Но не успел он повернуться, как младшая пронеслась мимо него, она быстро, уверенно, легко, как лань, бежала среди воронок, остатков бурьяна и поникших маков, фигурка ее все уменьшалась, но она продолжала бежать к дому. Было воскресенье. Когда она вернулась с лопатой, по-прежнему бегом, они стали копать по очереди и копали дотемна. Им удалось найти еще несколько щепок и обломков гроба, но тело исчезло.
ЗАВТРА
Солдат снова было двенадцать, только на сей раз командовал ими сержант. Вагон был специальным, хотя и третьего класса; в первом отсеке сиденья были сняты и на полу стоял новенький пустой армейский гроб. Эти тринадцать выехали из Парижа в полночь, и, подъезжая к Сен-Мишелю, были уже слегка навеселе. Потому что задание, дело им предстояло не из приятных; мир и победа окончательно уже пришли в Западную Европу в ноябре (полгода спустя после ложного майского перемирия, тот недельный перерыв, устроенный войной, был таким невероятным, что о нем вспоминали как о курьезе), и солдат, хотя все еще носил форму, мог считать себя свободным от вчерашних трупов, по крайней мере до начала новой войны. Поэтому им выдали дополнительный паек вина и коньяка в виде компенсации за неприятную работу, коньяк находился у сержанта, выдавать его полагалось по мере надобности. Однако сержант, которому тоже не по душе было это задание, оказался угрюмым нелюдимом, едва поезд вышел из Парижа, он уединился в пустом отсеке с порнографическим журналом. Но солдатам хотелось выпить, и, когда сержант вышел в Шалоне (они не знали, зачем, и не хотели знать: может, в уборную, может, по делам), двое (один до начала войны был неплохим взломщиком и собирался вернуться к этому занятию, как только снимет военную форму) зашли в отсек, отперли его саквояж и вытащили две бутылки коньяка.

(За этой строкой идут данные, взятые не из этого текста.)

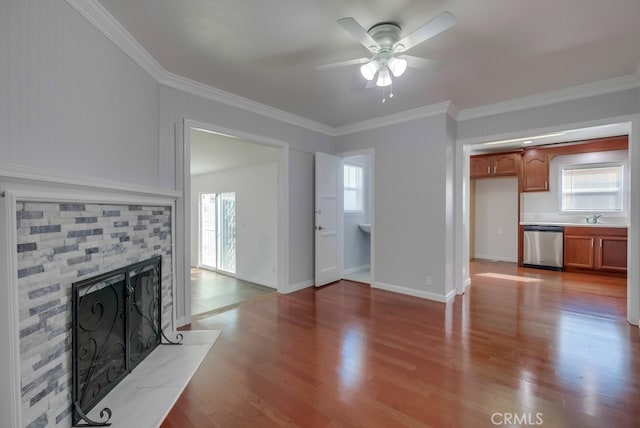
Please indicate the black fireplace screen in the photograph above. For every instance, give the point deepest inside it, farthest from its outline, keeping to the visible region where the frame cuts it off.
(116, 324)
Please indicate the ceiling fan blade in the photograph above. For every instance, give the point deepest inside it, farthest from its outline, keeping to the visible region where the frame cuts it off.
(342, 63)
(436, 26)
(351, 26)
(422, 63)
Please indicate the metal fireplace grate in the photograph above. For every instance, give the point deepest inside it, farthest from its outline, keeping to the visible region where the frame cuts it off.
(116, 323)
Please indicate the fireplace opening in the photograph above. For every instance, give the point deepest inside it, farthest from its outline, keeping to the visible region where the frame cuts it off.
(116, 323)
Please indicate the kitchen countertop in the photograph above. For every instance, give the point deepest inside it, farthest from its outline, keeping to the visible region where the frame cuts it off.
(554, 223)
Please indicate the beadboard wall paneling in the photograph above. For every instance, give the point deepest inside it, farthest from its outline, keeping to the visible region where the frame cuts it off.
(615, 104)
(71, 99)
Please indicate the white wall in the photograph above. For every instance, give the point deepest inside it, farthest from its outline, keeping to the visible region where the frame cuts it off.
(357, 243)
(545, 206)
(410, 209)
(176, 105)
(70, 100)
(496, 222)
(256, 188)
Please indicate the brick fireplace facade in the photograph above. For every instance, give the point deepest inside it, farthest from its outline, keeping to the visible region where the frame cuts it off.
(61, 243)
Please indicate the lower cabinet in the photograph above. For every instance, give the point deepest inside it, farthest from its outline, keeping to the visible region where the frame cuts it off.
(595, 249)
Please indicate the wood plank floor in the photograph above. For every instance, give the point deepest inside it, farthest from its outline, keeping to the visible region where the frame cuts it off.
(552, 348)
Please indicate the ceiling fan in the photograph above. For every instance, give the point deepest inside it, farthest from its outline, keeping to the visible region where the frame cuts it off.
(388, 49)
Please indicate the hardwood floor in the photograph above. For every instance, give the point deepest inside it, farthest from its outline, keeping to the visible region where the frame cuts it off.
(522, 346)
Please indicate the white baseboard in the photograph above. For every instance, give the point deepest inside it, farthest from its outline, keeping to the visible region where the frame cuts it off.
(355, 269)
(413, 292)
(450, 296)
(496, 258)
(297, 287)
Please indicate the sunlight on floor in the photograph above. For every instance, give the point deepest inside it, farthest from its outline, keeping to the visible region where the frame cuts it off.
(509, 277)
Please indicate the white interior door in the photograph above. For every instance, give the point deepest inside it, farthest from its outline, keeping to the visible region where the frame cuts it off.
(328, 219)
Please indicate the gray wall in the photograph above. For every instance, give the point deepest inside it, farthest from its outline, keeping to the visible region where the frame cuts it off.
(413, 164)
(70, 100)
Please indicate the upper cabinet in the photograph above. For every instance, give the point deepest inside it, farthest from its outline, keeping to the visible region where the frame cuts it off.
(535, 170)
(501, 164)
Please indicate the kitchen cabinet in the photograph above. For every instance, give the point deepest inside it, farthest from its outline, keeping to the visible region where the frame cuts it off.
(595, 249)
(535, 170)
(497, 165)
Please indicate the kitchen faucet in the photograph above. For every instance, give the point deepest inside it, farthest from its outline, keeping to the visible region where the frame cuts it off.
(593, 219)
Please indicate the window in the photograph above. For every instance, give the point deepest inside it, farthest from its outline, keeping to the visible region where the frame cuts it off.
(353, 188)
(595, 187)
(218, 231)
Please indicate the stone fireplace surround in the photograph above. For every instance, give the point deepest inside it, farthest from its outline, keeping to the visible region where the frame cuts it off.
(55, 234)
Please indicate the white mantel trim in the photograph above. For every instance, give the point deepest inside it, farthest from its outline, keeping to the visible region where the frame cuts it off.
(33, 175)
(10, 373)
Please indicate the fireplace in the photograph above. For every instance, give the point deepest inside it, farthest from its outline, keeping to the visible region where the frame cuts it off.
(59, 244)
(116, 323)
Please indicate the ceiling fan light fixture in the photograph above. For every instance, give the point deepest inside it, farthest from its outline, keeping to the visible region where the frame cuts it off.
(384, 78)
(369, 70)
(397, 66)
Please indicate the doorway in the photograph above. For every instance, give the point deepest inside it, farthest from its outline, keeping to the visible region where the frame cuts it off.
(466, 203)
(357, 170)
(233, 218)
(218, 231)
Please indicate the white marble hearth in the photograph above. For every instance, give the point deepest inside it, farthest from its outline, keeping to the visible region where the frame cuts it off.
(145, 397)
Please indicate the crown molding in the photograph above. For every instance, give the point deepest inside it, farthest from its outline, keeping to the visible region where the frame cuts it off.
(392, 119)
(565, 94)
(97, 15)
(200, 89)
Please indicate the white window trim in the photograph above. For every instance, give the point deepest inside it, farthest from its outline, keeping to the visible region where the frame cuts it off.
(361, 166)
(625, 187)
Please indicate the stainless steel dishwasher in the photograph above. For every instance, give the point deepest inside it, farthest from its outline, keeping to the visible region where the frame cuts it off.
(543, 246)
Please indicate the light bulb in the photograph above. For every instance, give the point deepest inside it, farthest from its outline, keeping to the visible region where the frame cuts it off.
(384, 79)
(369, 70)
(397, 66)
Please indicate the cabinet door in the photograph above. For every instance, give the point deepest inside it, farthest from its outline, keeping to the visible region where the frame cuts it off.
(481, 166)
(578, 251)
(506, 164)
(535, 171)
(611, 253)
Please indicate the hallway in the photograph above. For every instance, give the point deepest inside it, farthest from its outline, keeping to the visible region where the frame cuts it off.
(213, 293)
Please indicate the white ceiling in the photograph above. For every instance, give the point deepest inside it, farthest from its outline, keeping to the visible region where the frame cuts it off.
(498, 50)
(214, 153)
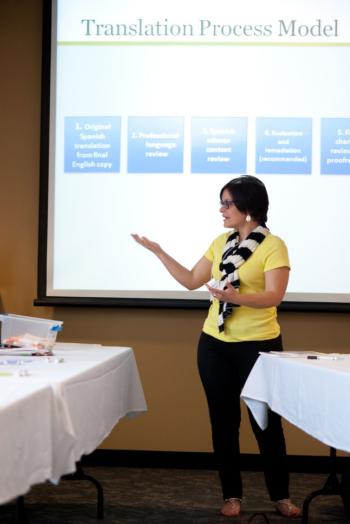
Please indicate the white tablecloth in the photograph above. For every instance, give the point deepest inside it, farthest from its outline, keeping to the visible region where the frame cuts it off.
(61, 410)
(314, 395)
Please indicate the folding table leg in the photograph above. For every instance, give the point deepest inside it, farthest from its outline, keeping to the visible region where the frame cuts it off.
(80, 475)
(20, 516)
(332, 487)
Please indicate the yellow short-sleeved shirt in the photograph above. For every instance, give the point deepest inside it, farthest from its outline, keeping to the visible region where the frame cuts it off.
(246, 323)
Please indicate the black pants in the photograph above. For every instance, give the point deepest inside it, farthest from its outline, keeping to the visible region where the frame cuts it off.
(224, 368)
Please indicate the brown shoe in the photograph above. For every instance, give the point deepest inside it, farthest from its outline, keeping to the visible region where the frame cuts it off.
(286, 508)
(231, 507)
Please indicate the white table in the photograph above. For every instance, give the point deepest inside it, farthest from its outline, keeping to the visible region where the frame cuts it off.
(61, 411)
(314, 395)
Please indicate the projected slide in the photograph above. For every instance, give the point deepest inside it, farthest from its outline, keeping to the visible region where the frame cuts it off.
(156, 105)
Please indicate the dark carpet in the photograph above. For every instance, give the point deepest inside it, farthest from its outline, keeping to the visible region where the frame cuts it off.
(163, 496)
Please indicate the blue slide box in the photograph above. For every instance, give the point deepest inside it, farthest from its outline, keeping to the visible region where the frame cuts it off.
(219, 145)
(155, 144)
(283, 146)
(335, 146)
(92, 144)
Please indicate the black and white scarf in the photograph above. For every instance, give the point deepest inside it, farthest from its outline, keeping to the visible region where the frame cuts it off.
(233, 256)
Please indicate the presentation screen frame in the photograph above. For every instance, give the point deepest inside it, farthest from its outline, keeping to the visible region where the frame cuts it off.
(46, 299)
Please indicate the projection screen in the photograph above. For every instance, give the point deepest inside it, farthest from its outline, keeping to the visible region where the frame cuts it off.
(150, 107)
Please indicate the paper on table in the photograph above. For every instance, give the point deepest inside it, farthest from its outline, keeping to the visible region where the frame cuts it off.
(307, 354)
(294, 354)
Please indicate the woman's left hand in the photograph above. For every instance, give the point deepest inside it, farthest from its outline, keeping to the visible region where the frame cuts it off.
(230, 294)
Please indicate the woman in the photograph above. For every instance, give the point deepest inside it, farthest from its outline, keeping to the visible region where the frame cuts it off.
(249, 270)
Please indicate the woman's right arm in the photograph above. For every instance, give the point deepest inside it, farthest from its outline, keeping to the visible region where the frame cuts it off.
(190, 279)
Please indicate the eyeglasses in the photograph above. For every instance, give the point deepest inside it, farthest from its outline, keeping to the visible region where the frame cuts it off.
(226, 203)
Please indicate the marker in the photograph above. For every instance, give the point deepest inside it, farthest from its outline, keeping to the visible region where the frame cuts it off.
(322, 357)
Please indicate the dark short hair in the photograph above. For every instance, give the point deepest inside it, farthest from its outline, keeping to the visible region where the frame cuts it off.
(250, 196)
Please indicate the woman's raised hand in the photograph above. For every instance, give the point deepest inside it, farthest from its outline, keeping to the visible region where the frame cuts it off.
(148, 244)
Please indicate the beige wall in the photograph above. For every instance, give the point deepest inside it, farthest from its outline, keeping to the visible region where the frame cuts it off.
(164, 340)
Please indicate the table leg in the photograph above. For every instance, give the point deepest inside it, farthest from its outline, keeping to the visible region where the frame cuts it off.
(20, 515)
(332, 487)
(80, 475)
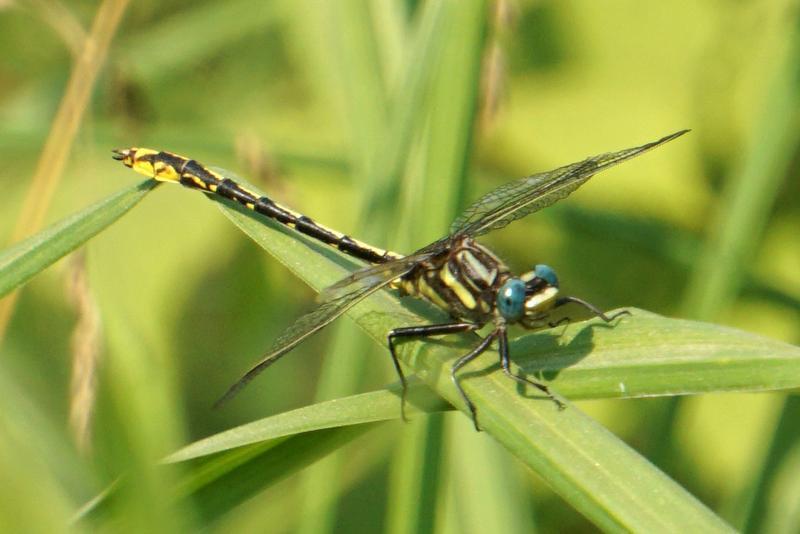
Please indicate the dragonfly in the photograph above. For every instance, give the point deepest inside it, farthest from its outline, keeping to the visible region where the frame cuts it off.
(455, 273)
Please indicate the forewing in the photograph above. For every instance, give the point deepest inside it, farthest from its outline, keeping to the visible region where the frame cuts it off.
(382, 272)
(517, 199)
(305, 326)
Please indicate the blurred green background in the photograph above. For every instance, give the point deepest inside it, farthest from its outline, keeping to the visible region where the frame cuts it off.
(306, 99)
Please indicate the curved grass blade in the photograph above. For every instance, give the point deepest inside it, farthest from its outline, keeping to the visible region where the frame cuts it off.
(22, 261)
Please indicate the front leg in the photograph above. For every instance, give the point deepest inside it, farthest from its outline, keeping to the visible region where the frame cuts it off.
(420, 332)
(505, 363)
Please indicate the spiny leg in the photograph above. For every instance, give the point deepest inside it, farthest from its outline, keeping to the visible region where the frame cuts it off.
(505, 363)
(461, 362)
(591, 307)
(417, 332)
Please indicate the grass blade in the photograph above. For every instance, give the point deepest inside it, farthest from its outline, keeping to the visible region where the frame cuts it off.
(25, 259)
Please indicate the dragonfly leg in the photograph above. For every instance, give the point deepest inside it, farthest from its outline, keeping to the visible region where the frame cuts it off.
(591, 307)
(505, 363)
(417, 332)
(461, 362)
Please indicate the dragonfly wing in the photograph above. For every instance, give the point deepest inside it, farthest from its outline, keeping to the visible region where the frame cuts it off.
(305, 326)
(515, 200)
(381, 273)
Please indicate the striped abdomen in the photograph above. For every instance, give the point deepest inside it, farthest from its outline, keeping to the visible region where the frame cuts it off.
(464, 280)
(168, 167)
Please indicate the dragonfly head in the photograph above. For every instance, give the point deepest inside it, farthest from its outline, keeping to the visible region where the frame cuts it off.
(528, 296)
(151, 163)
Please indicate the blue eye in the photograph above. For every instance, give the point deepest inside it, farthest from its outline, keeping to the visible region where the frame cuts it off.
(511, 299)
(547, 274)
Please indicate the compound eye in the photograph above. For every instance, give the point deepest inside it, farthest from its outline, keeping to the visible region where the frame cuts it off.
(546, 273)
(511, 299)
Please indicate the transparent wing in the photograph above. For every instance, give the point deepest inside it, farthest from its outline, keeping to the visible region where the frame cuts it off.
(305, 326)
(376, 274)
(517, 199)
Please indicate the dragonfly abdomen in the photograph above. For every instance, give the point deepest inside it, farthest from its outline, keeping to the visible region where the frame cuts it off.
(169, 167)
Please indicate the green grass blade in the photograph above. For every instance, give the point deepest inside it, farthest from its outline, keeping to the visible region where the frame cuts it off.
(371, 407)
(751, 194)
(647, 355)
(22, 261)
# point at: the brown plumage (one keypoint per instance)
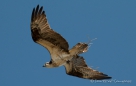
(58, 48)
(77, 67)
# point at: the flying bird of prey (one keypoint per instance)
(58, 48)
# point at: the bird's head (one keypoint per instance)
(48, 65)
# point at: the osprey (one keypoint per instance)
(58, 48)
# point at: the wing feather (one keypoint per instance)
(43, 34)
(77, 67)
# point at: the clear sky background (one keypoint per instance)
(112, 22)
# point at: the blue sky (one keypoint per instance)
(112, 22)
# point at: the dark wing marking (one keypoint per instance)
(77, 67)
(79, 48)
(43, 34)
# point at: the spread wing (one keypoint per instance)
(43, 34)
(77, 67)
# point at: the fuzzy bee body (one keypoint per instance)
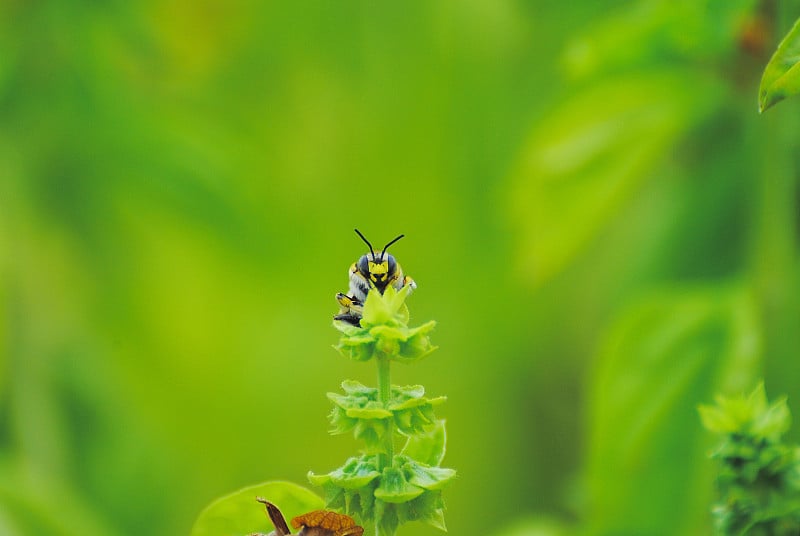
(371, 271)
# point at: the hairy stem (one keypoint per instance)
(384, 395)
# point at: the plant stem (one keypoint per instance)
(384, 395)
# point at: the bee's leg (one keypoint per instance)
(350, 318)
(408, 282)
(348, 302)
(350, 309)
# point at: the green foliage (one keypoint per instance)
(239, 513)
(781, 78)
(359, 410)
(382, 488)
(664, 354)
(384, 331)
(759, 473)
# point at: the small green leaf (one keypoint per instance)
(355, 473)
(781, 76)
(427, 477)
(239, 513)
(428, 447)
(394, 487)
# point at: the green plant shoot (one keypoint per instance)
(383, 487)
(759, 473)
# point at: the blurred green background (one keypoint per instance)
(597, 217)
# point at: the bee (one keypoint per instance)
(369, 272)
(316, 523)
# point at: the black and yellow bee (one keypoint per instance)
(371, 271)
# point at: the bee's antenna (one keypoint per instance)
(276, 517)
(387, 245)
(367, 241)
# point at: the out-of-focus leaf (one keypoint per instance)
(536, 527)
(239, 513)
(650, 33)
(587, 158)
(781, 77)
(647, 470)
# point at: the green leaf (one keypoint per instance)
(664, 356)
(428, 447)
(588, 158)
(751, 415)
(781, 78)
(238, 514)
(355, 473)
(395, 488)
(360, 411)
(426, 476)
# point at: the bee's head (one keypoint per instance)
(378, 269)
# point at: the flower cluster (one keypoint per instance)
(759, 474)
(384, 331)
(360, 411)
(381, 487)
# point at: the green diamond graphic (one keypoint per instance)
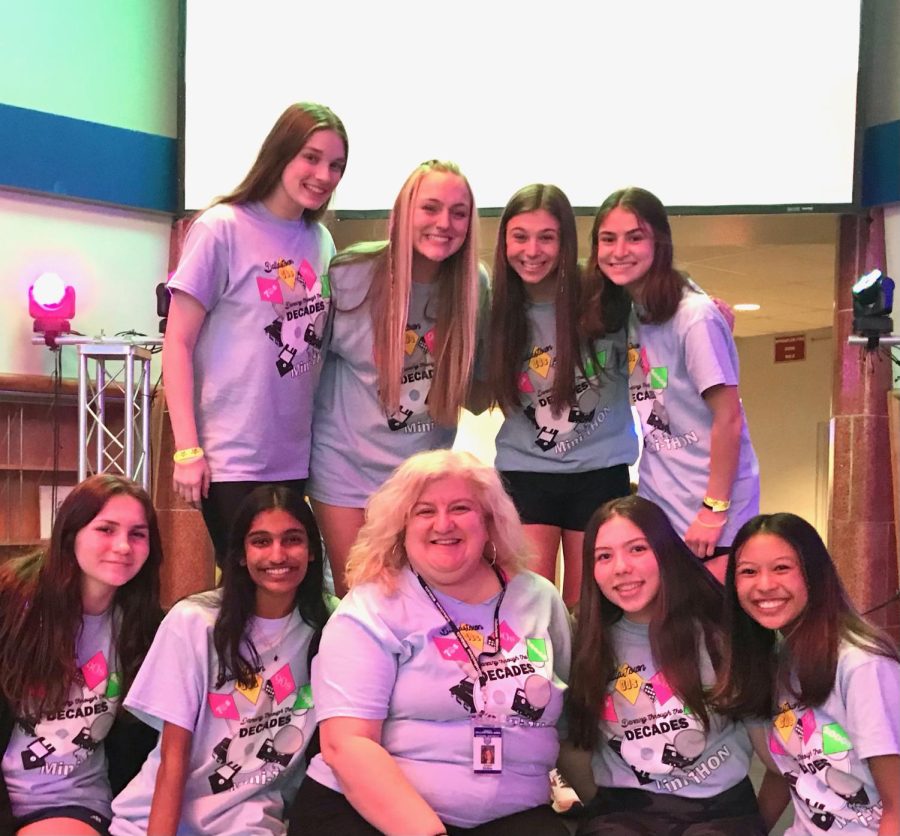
(304, 698)
(659, 377)
(114, 686)
(835, 740)
(537, 650)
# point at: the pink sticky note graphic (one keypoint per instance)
(269, 290)
(775, 746)
(307, 274)
(663, 692)
(95, 670)
(808, 723)
(645, 363)
(450, 649)
(283, 683)
(508, 638)
(524, 382)
(608, 712)
(222, 705)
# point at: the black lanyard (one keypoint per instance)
(492, 641)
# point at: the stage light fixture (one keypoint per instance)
(51, 304)
(163, 299)
(873, 301)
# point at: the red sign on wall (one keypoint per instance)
(790, 348)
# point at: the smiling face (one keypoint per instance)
(625, 249)
(446, 535)
(110, 551)
(769, 581)
(440, 216)
(276, 554)
(532, 250)
(626, 569)
(309, 179)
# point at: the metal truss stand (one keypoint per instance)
(117, 371)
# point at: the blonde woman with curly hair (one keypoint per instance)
(444, 648)
(401, 350)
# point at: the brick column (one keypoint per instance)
(861, 517)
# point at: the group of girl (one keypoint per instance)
(441, 676)
(289, 370)
(285, 365)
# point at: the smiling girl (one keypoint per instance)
(75, 625)
(401, 350)
(647, 648)
(826, 681)
(568, 436)
(226, 681)
(250, 300)
(697, 462)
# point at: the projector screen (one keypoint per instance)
(709, 104)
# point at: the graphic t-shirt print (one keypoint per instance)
(561, 432)
(654, 733)
(517, 681)
(58, 742)
(821, 775)
(300, 299)
(418, 369)
(647, 385)
(262, 727)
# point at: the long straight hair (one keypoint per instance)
(662, 287)
(238, 605)
(41, 605)
(289, 134)
(509, 323)
(456, 310)
(758, 663)
(689, 606)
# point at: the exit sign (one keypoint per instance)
(790, 348)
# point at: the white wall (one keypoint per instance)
(788, 407)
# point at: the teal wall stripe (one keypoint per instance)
(43, 152)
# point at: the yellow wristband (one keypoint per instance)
(716, 505)
(189, 454)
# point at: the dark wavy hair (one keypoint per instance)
(758, 664)
(289, 134)
(608, 306)
(239, 591)
(688, 617)
(41, 605)
(509, 324)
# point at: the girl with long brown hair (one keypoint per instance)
(75, 625)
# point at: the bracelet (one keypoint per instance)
(716, 505)
(189, 454)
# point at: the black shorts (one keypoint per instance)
(564, 500)
(634, 812)
(90, 817)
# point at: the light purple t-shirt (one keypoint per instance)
(670, 366)
(60, 760)
(650, 740)
(597, 433)
(393, 658)
(246, 757)
(263, 283)
(355, 445)
(822, 751)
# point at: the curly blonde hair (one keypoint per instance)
(378, 553)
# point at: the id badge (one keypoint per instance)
(487, 749)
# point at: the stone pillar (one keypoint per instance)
(861, 518)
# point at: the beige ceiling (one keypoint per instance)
(784, 263)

Поэтому, когда экспресс, следующий в Бар-ле-Дюк, оставил их вагон в Сен-Мишеле, где его должны были подцепить к местному поезду до Вердена, все они (кроме сержанта) были навеселе чуть больше, чем слегка, а ранним утром, когда их вагон подтянули на восстановленный запасной путь у развалин Вердена, они были навеселе уже изрядно; сержант к тому времени обнаружил, что в его саквояж кто-то запускал руку, и пересчитал оставшиеся бутылки; последовало гневное, продолжительное обличение, из-за которого, да еще в таком состоянии, солдаты сперва даже не заметили старуху, и лишь потом обнаружили, что их поджидает, можно сказать, целый комитет, словно весть о времени и цели их прибытия опередила поезд, — на перроне стояла небольшая, негустая толпа рабочих из города и крестьян из окрестных деревень, среди них была одна женщина, они молча глядели на прибывших, пока сержант отчитывал и бранил солдат (крепко сжимая в руке саквояж), потом эта самая женщина, старуха, бросилась к ним и ухватила сержанта за рукав. Это была крестьянка, казавшаяся более старой, чем на самом деле, с морщинистым, изможденным словно бы от долгого недосыпания лицом, но теперь оно было напряженным и даже светилось каким-то неистовым рвением и надеждой.
— А? — сказал, наконец сержант. — Что? Чего вы хотите?
— Вы едете в форт, — сказала она. — Мы знаем, зачем. Возьмите с собой меня.
— Вас? — сказал сержант; теперь к его словам прислушивались все. — С какой еще стати?